Since the Spartan Race, I’ve been feeling more athletic. It’s as if my body, having been extensively trained for more than six years by backpacking and CrossFit and some running, has finally broken through my sedentary childhood and young adulthood to reveal that I can be athletic too.
I’m still a pretty slow runner. But I run. And I’m slow at most of the cardio related things that I do at CrossFit, but I do them as hard as I can. I do them consistently. And I’m making improvements in my cardio, slowly but surely.
And those improvements are noticeable to me, if not really to anyone else. I mean, I’m still the slowest runner in most classes I go to. But I go.
I go and I enjoy myself. I might not be able to lift the most, but I enjoy lifting weights and learning how to improve my technique, now more than ever, because now I have this confidence, this faith, that I can improve and that someday I will be lifting the heavier weights. That makes it all that much more important to build a strong foundation. To practice the things that I can do so that they are highly proficient and efficient movements that can be applied to ever cooler things as I continue to gain strength.

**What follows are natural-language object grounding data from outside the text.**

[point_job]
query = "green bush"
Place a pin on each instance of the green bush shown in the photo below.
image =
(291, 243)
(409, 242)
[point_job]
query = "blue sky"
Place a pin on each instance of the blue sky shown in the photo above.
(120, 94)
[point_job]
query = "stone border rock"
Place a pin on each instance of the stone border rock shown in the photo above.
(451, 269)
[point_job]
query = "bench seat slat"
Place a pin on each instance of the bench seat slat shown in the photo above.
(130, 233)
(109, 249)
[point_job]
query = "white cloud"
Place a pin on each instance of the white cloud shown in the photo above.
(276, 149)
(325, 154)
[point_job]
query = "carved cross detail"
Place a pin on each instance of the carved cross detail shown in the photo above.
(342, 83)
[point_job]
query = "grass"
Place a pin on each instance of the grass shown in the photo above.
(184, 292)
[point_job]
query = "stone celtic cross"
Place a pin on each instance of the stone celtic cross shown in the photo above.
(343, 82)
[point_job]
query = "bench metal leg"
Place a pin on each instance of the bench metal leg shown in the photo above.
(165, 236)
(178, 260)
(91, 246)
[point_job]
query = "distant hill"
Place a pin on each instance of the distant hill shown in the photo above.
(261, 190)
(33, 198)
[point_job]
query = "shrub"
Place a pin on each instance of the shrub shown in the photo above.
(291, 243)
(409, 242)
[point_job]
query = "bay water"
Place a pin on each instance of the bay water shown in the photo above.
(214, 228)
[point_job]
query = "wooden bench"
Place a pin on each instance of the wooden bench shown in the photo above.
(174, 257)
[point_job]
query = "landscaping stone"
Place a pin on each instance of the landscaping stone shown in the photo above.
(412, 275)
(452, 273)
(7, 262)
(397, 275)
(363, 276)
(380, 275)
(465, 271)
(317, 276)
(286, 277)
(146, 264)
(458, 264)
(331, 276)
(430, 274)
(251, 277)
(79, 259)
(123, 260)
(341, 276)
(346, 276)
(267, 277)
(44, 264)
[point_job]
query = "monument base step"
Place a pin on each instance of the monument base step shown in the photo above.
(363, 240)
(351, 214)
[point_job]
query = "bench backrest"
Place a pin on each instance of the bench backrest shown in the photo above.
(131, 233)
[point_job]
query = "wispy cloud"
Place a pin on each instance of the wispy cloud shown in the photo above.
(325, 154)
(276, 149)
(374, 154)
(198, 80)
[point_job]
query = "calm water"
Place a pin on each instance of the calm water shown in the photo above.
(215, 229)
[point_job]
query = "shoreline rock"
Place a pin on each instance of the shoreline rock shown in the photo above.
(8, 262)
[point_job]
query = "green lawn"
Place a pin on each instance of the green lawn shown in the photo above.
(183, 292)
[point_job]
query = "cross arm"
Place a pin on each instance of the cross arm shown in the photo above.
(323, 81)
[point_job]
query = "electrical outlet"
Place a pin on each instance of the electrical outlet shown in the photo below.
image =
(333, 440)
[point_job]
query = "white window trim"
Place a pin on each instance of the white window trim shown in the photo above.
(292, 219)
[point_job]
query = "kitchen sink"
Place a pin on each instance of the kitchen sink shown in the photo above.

It’s taken me a long time to get to this point. A lot of self-talk convincing myself to stick with CrossFit. A lot of self-talk convincing myself that doing the workout at my best possible speed was still good enough, even when that speed was slower than everyone else. Okay, I’m still heavily involved with that kind of self-talk. But it has changed from “I’m not athletic so it doesn’t matter how fast I go as long as I try hard” to “I’m athletic and doing my best; no need to compare to anyone else.”
But that’s a big improvement.
I’m at the point now where I can honestly look forward to doing crazy things like muscle-ups, even if it’s going to take time and concentrated effort. I’ve proven that I can put in the time and the effort and get results. I know that I can change my body now. I proved it to myself.